Master's degree or higher in Cognitive Science, Linguistics, or a related field that includes an experimental or empirical component
2+ years of experience owning data strategy for frontier AI development and evaluation, with experience in human alignment methodologies and agentic GenAI systems
Experience managing external vendor or workforce partners at scale
Familiarity with AI Safety and Responsible AI principles, including experience applying them to data collection or annotation workflows
Strong organizational skills and execution-oriented mindset; ability to balance attention to detail with big-picture thinking in an environment where program scope and priorities evolve quickly
Excellent written and verbal communication skills; able to translate technical concepts for non-technical stakeholders

Responsibilities

Own the operational strategy and continuous improvement of large-scale, multilingual human data programs.

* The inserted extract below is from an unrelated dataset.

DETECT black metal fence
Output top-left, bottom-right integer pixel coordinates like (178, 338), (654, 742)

Design onboarding scaffolds that progressively build annotator calibration.
Analyze annotator behavior patterns to identify where automation can offload low-judgment decisions.
Enforce quality frameworks that close the loop between annotator struggle and task redesign.
Identify where human judgment is essential and where it could be better directed.
Build scaffolding, automation, and feedback systems that let annotators focus their cognitive energy where it matters most.
Serve as the connective tissue between teams (engineering, data science, research, procurement, legal) to align on shared standards, surface gaps, and ensure insights from the annotation layer inform upstream decisions about task design and tooling.
Bring a point of view on human data best practices and translate it into scalable, human-centered approaches that make generative AI features safer and more reliable.
Design and deploy sophisticated data pipelines.
Present comprehensive quality rectification strategies to stakeholders.